Data Science Process.pptx.pdf

  • 2. 1. Setting the research goal 1. Spend time understanding the goals and context of your research 2. Create a project charter
  • 3. 2. Retrieving Data 1. Data within company a. This data can be stored in official data repositories such as databases, data marts, data warehouses, and data lakes maintained by a team of IT professionals. b. The primary goal of a database is data storage, while a data warehouse is designed for reading and analyzing that data. c. A data mart is a subset of the data warehouse and geared toward serving a specific business unit. While data warehouses and data marts are home to preprocessed data, data lakes contains data in its natural or raw format. 2. Open source data
  • 5.
  • 6. Why the errors should be corrected asap? ● Not everyone spots the data anomalies. Decision-makers may make costly mistakes on information based on incorrect data from applications that fail to correct for the faulty data. ● If errors are not corrected early on in the process, the cleansing will have to be done for every project that uses that data. ● Data errors may point to defective equipment, such as broken transmission lines and defective sensors. ● Data errors can point to bugs in software or in the integration of software that may be critical to the company. While doing a small project at a bank we discovered that two software applications used different local settings. This caused problems with numbers greater than 1,000. For one app the number 1.000 meant one, and for the other it meant one thousand.

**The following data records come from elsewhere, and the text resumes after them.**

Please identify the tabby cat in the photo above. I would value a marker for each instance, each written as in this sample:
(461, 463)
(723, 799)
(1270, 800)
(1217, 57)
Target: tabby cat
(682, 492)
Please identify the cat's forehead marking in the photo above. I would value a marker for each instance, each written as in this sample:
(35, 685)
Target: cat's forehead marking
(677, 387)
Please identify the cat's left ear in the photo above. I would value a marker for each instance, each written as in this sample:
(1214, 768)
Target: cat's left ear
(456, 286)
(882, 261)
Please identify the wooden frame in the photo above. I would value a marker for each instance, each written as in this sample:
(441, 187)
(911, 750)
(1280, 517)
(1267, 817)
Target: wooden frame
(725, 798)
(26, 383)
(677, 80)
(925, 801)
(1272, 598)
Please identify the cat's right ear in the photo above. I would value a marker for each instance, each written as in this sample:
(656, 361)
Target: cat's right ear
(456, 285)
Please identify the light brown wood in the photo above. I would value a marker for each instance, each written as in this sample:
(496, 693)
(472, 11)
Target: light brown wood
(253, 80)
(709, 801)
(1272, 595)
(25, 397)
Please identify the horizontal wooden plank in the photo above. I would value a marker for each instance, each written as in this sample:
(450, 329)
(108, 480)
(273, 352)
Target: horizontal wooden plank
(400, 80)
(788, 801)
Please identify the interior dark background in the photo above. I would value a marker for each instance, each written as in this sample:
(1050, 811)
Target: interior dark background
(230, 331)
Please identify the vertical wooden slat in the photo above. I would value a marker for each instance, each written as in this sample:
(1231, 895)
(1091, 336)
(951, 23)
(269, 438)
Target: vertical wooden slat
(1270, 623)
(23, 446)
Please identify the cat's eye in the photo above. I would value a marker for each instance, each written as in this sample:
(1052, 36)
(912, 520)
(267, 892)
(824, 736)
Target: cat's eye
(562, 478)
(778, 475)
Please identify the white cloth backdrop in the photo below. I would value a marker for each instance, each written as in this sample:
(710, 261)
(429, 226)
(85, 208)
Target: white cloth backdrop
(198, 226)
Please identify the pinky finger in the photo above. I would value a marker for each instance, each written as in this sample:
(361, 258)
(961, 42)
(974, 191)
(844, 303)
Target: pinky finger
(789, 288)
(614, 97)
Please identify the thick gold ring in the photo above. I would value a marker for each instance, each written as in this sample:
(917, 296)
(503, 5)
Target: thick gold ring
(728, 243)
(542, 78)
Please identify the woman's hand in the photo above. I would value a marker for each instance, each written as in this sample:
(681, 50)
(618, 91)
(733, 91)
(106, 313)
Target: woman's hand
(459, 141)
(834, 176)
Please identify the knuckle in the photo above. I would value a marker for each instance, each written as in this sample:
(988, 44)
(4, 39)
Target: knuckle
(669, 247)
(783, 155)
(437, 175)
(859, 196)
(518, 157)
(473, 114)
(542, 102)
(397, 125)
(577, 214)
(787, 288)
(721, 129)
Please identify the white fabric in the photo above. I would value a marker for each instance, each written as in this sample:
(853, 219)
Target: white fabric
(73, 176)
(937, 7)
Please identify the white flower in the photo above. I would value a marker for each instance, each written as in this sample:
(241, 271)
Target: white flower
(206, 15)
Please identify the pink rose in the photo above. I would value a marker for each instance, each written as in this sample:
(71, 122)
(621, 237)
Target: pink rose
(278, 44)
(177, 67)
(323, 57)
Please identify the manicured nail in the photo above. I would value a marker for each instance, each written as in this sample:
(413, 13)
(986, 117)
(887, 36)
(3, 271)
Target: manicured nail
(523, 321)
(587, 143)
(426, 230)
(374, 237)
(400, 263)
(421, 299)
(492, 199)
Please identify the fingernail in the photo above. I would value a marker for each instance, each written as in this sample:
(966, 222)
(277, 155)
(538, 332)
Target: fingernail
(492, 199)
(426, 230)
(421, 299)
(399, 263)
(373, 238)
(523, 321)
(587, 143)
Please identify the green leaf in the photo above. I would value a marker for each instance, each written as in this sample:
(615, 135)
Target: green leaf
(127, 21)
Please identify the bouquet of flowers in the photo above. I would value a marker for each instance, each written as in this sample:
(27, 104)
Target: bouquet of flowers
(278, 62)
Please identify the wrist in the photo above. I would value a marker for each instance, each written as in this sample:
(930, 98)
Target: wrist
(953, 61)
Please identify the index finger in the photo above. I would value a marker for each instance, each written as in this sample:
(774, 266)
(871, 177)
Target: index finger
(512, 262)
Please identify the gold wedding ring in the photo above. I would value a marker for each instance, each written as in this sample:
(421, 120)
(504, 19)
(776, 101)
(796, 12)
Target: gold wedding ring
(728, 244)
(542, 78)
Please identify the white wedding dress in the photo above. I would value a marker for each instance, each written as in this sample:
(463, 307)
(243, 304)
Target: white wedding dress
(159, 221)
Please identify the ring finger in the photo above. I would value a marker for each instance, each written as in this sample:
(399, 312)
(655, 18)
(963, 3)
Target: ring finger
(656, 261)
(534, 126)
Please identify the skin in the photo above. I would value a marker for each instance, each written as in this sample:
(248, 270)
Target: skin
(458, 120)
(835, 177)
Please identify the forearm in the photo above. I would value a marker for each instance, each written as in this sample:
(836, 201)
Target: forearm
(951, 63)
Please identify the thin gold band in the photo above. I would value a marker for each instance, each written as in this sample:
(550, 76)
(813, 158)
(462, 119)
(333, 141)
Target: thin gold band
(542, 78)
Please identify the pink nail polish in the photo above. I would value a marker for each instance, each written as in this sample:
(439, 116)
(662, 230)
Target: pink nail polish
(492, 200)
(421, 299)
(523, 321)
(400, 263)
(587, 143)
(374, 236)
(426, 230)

  • 7. Combining Data 1. Joining Tables 2. Appending Tables 3. Creating views
  • 9.
  • 11. 5. Build the Model Building a model is an iterative process. The way you build your model depends on whether you go with classic statistics or the somewhat more recent machine learning school, and the type of technique you want to use. Either way, most models consist of the following main steps: 1 Selection of a modeling technique and variables to enter in the model 2 Execution of the model 3 Diagnosis and model comparison
  • 12.
  • 13.
  • 14. 6 . Presentation and automation— Presenting your results to the stakeholders and industrializing your analysis process for repetitive reuse and integration with other tools.